RESPOSTA À TERCEIRA. — Como diz Aristóteles, dupla é a ação. Uma, procedente do operante para a matéria exterior, como queimar e secar. E tal operação não pode ser beatitude, pois não é ação e perfeição do agente, mas antes, do paciente, como no mesmo passo se diz. Outra é a ação imanente no próprio agente, como sentir, inteligir e querer. E essa é a perfeição e ato do agente e pode ser a beatitude.
RESPOSTA À QUARTA. — Beatitude, significando uma certa perfeição última, na medida em que os diversos seres capazes de beatitude podem alcançar os diversos graus de perfeição, nessa mesma medida necessário é dizer-se que a beatitude tem diversas acepções. — Assim, em Deus está a beatitude essencial, porque o seu ser mesmo é a sua operação, pela qual frui, não de outrem, mas de si mesmo. — Nos santos anjos, porém, a última perfeição relativa a alguma operação pela qual se unem ao bem incriado, e essa operação é-lhes única e sempiterna. — Nos homens, enfim, no estado da vida presente, a última perfeição depende da operação pela qual cada um se une a Deus. E esta não pode ser sempiterna nem contínua, e por conseqüência nem única porque se multiplica pela intercisão. E por isso, no estado da vida presente, a perfeita beatitude não pode ser conseguida pelo homem. Por onde, o Filósofo, colocando a beatitude do homem nesta vida, diz que é imperfeita, concluindo, depois de muitas reflexões: Nós os consideramos felizes como homens. Mas a beatitude perfeita nos é prometida por Deus quando formos como os anjos no céu, na expressão da Escritura. (Mt 22, 30) — Quanto, porém, à referida beatitude perfeita, cessa a objeção porque nesse estado de felicidade a mente do homem está unida a Deus por operação una, contínua e sempiterna. Enquanto que, na vida presente, na medida em que nos desviarmos da unidade e da continuidade de tal operação, nessa mesma nos desviaremos da perfeição da beatitude. Há, contudo, alguma participação da beatitude, e tanto maior quanto mais contínua e una puder ser a operação. Por onde, na vida ativa, ocupada por muitos negócios, há menos da essência da beatitude, do que na contemplativa, que se ocupa com um só objeto, que é a contemplação da verdade.
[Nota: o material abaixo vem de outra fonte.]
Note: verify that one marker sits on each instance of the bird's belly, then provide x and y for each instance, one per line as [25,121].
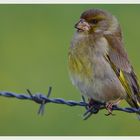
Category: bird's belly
[102,86]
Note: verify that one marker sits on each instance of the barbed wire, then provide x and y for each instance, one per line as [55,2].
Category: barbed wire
[43,100]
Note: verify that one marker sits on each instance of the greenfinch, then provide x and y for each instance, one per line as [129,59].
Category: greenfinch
[98,63]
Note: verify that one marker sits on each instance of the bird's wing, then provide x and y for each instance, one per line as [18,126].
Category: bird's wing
[118,59]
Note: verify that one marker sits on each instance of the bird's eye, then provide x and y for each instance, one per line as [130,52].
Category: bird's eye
[94,21]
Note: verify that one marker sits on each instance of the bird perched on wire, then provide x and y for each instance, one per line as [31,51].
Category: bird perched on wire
[98,63]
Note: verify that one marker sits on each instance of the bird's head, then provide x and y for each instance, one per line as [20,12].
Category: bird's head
[96,21]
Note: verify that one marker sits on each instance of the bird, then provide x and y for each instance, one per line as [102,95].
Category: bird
[98,63]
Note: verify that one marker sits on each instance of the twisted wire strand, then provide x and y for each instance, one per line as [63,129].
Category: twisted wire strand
[43,100]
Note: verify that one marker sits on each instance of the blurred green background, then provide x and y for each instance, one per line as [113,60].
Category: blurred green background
[34,41]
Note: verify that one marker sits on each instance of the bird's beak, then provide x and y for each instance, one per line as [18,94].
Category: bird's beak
[82,26]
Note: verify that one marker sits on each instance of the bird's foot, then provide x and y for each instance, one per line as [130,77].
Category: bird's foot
[109,109]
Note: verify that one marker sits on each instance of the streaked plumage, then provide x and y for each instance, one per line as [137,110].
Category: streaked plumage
[98,64]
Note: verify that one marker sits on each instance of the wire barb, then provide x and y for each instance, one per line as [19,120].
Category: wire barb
[43,100]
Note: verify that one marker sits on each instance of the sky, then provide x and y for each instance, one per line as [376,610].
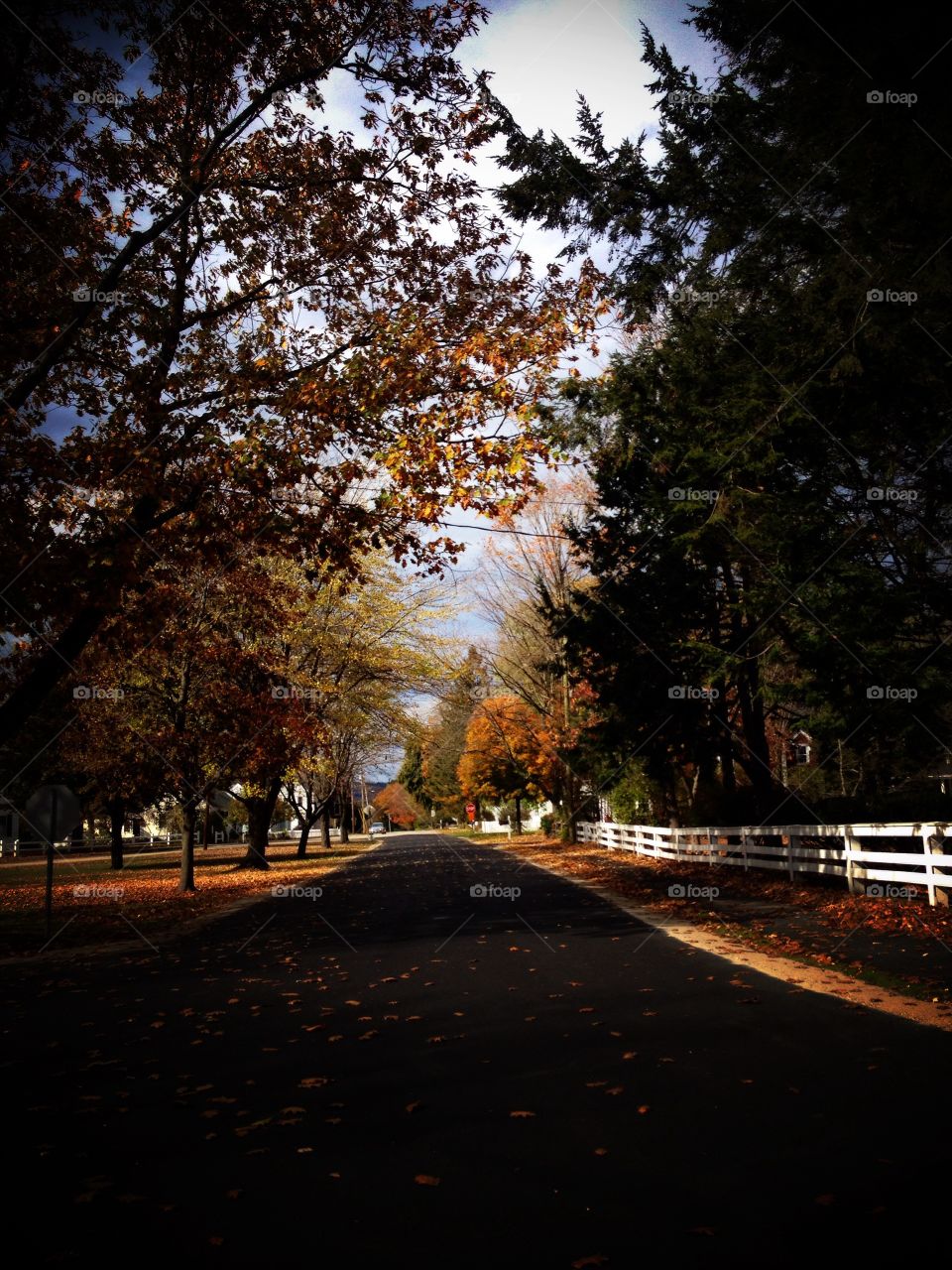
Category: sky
[542,54]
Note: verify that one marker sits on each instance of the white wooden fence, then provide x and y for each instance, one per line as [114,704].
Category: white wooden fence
[896,860]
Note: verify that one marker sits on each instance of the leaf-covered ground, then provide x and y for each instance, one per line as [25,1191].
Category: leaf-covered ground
[94,905]
[902,944]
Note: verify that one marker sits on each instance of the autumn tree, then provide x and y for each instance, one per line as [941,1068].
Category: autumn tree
[444,738]
[249,321]
[506,756]
[398,804]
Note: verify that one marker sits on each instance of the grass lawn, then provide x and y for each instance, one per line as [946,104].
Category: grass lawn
[94,905]
[900,944]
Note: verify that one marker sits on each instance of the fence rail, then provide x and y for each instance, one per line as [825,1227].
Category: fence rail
[904,858]
[22,848]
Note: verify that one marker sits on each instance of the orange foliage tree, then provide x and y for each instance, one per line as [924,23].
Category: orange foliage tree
[399,804]
[252,320]
[507,754]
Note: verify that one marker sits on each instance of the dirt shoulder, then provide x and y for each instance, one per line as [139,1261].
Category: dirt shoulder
[95,907]
[832,940]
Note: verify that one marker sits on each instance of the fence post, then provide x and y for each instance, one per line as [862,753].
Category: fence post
[851,843]
[937,893]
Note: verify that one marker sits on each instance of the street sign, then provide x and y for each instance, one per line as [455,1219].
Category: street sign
[53,813]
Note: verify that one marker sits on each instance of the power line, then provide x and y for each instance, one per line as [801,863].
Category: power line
[489,529]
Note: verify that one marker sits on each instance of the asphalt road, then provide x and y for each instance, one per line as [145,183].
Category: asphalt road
[400,1070]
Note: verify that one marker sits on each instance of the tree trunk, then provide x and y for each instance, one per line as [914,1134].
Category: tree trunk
[259,821]
[117,816]
[189,816]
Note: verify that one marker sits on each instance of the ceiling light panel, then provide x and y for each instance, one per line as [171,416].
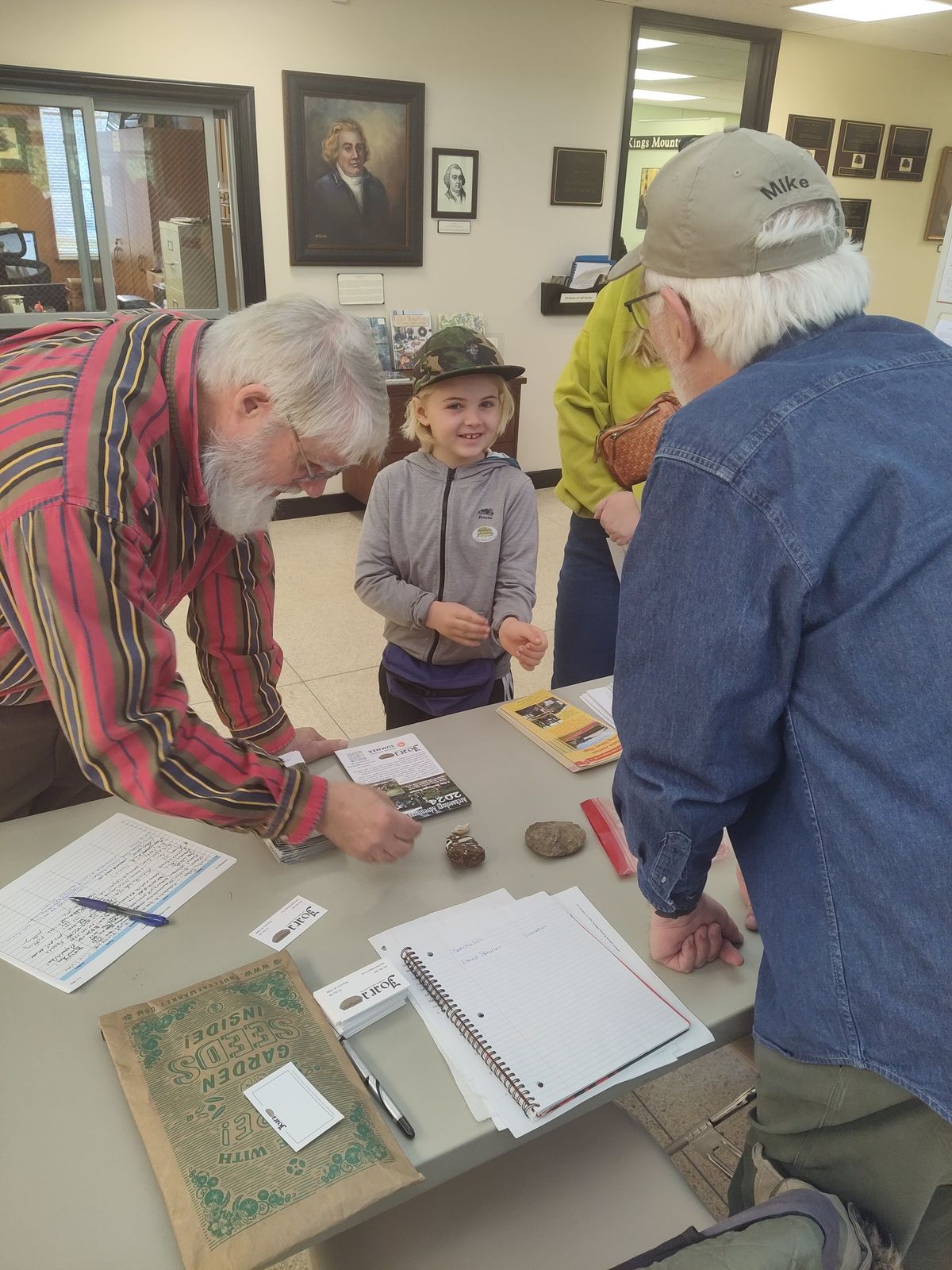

E se por vezes o homem não pratica atualmente essa operação, contudo, porque pode, sempre que quiser, praticá-la e porque a cessação mesma — p.ex., do sono, ou de qualquer outra inibição natural — ele a ordena para ela, tal operação é considerada como sendo contínua.
E daqui se deduzem claras as respostas a quinta e à sexta objeções.